“Where?”
“They went up to the twenty-first. I went with ’em. After I keyed myself into an empty, they trotted down the stairs to twenty. I listened around. They’re in 2010-12.”
“Who’s the gay dog?”
“Gentleman from Philadelphia. Roy T. Yaker.”
“Well, well. He’s the poll expert. Probably feeling their pulses, Fran. I’ll take care of it.”
Chapter fifteen:
Ear to the wall
Now and again I meet some youngster who learns I’m a chief security officer. Usually he’s cram-full of notions about the fine points of sleuthing as reported by the ingenious gents who write up crime stories in the lurid mags with Real and Official and Inside in their titles. The kid’s usually very disappointed in me.
I can’t do any of the incredible things those clever cusses find so simple. According to their modest self-revelations, at any rate.

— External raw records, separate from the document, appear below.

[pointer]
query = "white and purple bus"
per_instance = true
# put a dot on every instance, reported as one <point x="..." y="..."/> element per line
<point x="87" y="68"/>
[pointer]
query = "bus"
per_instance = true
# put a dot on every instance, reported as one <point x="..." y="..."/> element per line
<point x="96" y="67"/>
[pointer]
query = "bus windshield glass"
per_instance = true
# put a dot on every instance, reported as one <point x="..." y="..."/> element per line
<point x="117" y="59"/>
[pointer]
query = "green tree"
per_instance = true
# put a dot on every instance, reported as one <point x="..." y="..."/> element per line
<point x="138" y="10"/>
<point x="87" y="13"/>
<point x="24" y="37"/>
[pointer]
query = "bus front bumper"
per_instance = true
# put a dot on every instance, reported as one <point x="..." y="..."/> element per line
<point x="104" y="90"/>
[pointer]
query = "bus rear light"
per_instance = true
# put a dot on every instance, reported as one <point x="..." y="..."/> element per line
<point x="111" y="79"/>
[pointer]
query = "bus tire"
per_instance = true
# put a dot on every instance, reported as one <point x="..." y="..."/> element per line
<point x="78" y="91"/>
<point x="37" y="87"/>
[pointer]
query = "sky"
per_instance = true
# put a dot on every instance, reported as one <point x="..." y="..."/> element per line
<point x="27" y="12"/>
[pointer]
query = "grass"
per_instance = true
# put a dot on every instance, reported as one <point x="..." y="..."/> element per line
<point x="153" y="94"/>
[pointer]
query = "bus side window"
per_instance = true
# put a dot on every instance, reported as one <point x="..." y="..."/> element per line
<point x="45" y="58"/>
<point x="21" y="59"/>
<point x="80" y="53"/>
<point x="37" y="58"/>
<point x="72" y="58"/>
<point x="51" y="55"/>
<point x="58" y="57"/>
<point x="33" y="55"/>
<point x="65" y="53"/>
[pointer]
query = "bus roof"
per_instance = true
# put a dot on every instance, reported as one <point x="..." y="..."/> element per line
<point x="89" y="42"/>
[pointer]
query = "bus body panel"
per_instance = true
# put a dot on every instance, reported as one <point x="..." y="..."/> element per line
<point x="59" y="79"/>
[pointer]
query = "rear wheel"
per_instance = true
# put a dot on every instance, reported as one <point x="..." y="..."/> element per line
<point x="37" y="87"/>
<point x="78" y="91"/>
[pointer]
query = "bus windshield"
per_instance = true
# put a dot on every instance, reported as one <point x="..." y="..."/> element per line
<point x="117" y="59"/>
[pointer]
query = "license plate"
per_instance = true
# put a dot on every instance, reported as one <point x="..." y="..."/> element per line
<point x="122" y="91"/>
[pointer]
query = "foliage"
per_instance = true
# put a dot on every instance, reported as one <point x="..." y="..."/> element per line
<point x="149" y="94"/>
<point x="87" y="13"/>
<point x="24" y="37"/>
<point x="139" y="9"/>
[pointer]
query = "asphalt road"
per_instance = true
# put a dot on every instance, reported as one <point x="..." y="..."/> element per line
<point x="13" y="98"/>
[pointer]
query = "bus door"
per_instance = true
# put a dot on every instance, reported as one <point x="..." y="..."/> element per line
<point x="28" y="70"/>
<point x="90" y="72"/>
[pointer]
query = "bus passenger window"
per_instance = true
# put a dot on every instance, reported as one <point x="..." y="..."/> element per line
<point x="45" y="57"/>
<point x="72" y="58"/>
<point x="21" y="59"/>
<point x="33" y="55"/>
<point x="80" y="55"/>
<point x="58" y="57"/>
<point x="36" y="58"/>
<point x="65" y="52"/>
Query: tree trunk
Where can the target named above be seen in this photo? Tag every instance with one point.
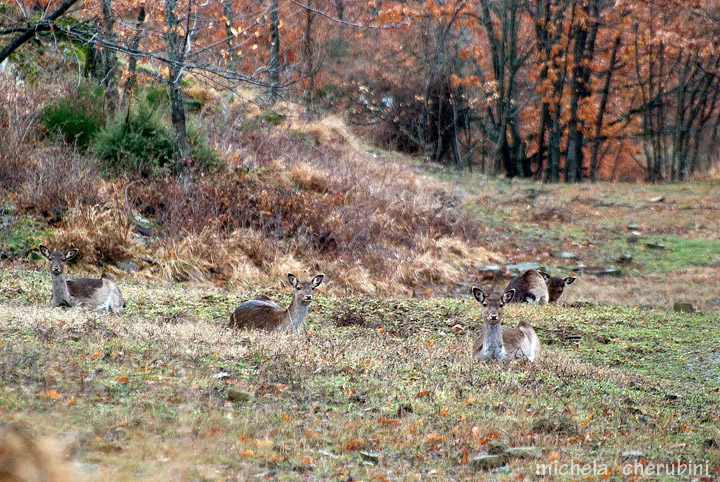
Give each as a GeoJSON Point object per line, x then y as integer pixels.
{"type": "Point", "coordinates": [177, 107]}
{"type": "Point", "coordinates": [231, 40]}
{"type": "Point", "coordinates": [274, 64]}
{"type": "Point", "coordinates": [132, 62]}
{"type": "Point", "coordinates": [604, 94]}
{"type": "Point", "coordinates": [308, 51]}
{"type": "Point", "coordinates": [110, 64]}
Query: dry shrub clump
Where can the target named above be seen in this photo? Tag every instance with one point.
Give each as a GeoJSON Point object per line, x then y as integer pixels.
{"type": "Point", "coordinates": [58, 179]}
{"type": "Point", "coordinates": [310, 201]}
{"type": "Point", "coordinates": [17, 116]}
{"type": "Point", "coordinates": [100, 232]}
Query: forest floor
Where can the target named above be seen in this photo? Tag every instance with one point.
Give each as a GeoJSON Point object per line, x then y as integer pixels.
{"type": "Point", "coordinates": [385, 388]}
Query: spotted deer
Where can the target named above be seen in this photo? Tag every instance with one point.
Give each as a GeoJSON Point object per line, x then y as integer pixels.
{"type": "Point", "coordinates": [263, 314]}
{"type": "Point", "coordinates": [556, 285]}
{"type": "Point", "coordinates": [88, 293]}
{"type": "Point", "coordinates": [535, 286]}
{"type": "Point", "coordinates": [530, 287]}
{"type": "Point", "coordinates": [497, 342]}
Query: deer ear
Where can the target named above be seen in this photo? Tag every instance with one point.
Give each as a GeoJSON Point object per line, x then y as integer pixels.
{"type": "Point", "coordinates": [71, 254]}
{"type": "Point", "coordinates": [44, 251]}
{"type": "Point", "coordinates": [508, 296]}
{"type": "Point", "coordinates": [317, 280]}
{"type": "Point", "coordinates": [478, 294]}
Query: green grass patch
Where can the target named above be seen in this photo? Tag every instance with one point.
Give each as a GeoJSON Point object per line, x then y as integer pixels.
{"type": "Point", "coordinates": [372, 388]}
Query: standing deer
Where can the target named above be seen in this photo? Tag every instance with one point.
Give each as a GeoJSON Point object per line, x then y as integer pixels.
{"type": "Point", "coordinates": [497, 342]}
{"type": "Point", "coordinates": [264, 314]}
{"type": "Point", "coordinates": [89, 293]}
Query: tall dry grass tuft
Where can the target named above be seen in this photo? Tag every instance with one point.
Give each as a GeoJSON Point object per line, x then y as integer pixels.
{"type": "Point", "coordinates": [58, 179]}
{"type": "Point", "coordinates": [101, 233]}
{"type": "Point", "coordinates": [292, 202]}
{"type": "Point", "coordinates": [17, 117]}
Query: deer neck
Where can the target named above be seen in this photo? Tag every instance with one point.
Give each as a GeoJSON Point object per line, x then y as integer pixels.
{"type": "Point", "coordinates": [493, 340]}
{"type": "Point", "coordinates": [61, 295]}
{"type": "Point", "coordinates": [296, 314]}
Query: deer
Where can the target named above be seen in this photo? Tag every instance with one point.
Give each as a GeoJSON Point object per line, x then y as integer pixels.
{"type": "Point", "coordinates": [529, 287]}
{"type": "Point", "coordinates": [262, 313]}
{"type": "Point", "coordinates": [556, 285]}
{"type": "Point", "coordinates": [535, 286]}
{"type": "Point", "coordinates": [88, 293]}
{"type": "Point", "coordinates": [497, 342]}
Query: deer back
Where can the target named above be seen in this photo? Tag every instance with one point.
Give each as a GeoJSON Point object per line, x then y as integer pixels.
{"type": "Point", "coordinates": [96, 293]}
{"type": "Point", "coordinates": [556, 285]}
{"type": "Point", "coordinates": [260, 314]}
{"type": "Point", "coordinates": [530, 287]}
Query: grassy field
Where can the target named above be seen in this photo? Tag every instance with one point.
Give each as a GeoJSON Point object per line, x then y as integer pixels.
{"type": "Point", "coordinates": [386, 389]}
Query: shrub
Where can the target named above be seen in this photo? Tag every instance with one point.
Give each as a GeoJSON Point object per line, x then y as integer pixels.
{"type": "Point", "coordinates": [138, 146]}
{"type": "Point", "coordinates": [77, 117]}
{"type": "Point", "coordinates": [142, 145]}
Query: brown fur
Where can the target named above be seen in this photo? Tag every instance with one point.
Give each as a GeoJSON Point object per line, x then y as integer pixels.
{"type": "Point", "coordinates": [261, 313]}
{"type": "Point", "coordinates": [497, 342]}
{"type": "Point", "coordinates": [556, 285]}
{"type": "Point", "coordinates": [529, 287]}
{"type": "Point", "coordinates": [24, 459]}
{"type": "Point", "coordinates": [90, 293]}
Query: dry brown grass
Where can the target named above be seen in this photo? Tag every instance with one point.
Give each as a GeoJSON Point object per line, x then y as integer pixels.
{"type": "Point", "coordinates": [25, 458]}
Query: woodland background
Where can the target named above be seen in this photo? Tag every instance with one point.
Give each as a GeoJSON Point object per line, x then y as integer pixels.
{"type": "Point", "coordinates": [200, 150]}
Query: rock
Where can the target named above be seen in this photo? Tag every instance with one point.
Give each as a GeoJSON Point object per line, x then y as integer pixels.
{"type": "Point", "coordinates": [634, 237]}
{"type": "Point", "coordinates": [524, 453]}
{"type": "Point", "coordinates": [555, 424]}
{"type": "Point", "coordinates": [128, 266]}
{"type": "Point", "coordinates": [520, 268]}
{"type": "Point", "coordinates": [681, 307]}
{"type": "Point", "coordinates": [597, 270]}
{"type": "Point", "coordinates": [710, 443]}
{"type": "Point", "coordinates": [497, 447]}
{"type": "Point", "coordinates": [487, 462]}
{"type": "Point", "coordinates": [632, 454]}
{"type": "Point", "coordinates": [404, 409]}
{"type": "Point", "coordinates": [372, 457]}
{"type": "Point", "coordinates": [563, 255]}
{"type": "Point", "coordinates": [625, 259]}
{"type": "Point", "coordinates": [239, 395]}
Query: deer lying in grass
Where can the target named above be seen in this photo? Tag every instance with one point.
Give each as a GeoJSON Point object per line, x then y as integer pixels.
{"type": "Point", "coordinates": [556, 285]}
{"type": "Point", "coordinates": [89, 293]}
{"type": "Point", "coordinates": [535, 286]}
{"type": "Point", "coordinates": [264, 314]}
{"type": "Point", "coordinates": [529, 287]}
{"type": "Point", "coordinates": [497, 342]}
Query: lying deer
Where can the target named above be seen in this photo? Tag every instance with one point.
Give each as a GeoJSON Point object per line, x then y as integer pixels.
{"type": "Point", "coordinates": [264, 314]}
{"type": "Point", "coordinates": [530, 287]}
{"type": "Point", "coordinates": [556, 285]}
{"type": "Point", "coordinates": [535, 286]}
{"type": "Point", "coordinates": [89, 293]}
{"type": "Point", "coordinates": [497, 342]}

One of ’em finds it easy to read a murderer’s lips fifty feet across a gloomy, smoke-shrouded barroom, thus “overhearing” details of some gory mayhem. Another has no difficulty searching a criminal’s eyes until he discovers the crook’s innermost secrets, turns him over to the stern hand of judge and jury. One expert claims to have broken a tough case by “mentalizing” a suspect’s mind. Whatever that is.
Many’s the time I’ve been disappointed in myself at not being able to put on such a performance. But it wouldn’t do to read guests’ minds. Not around the Plaza Royale.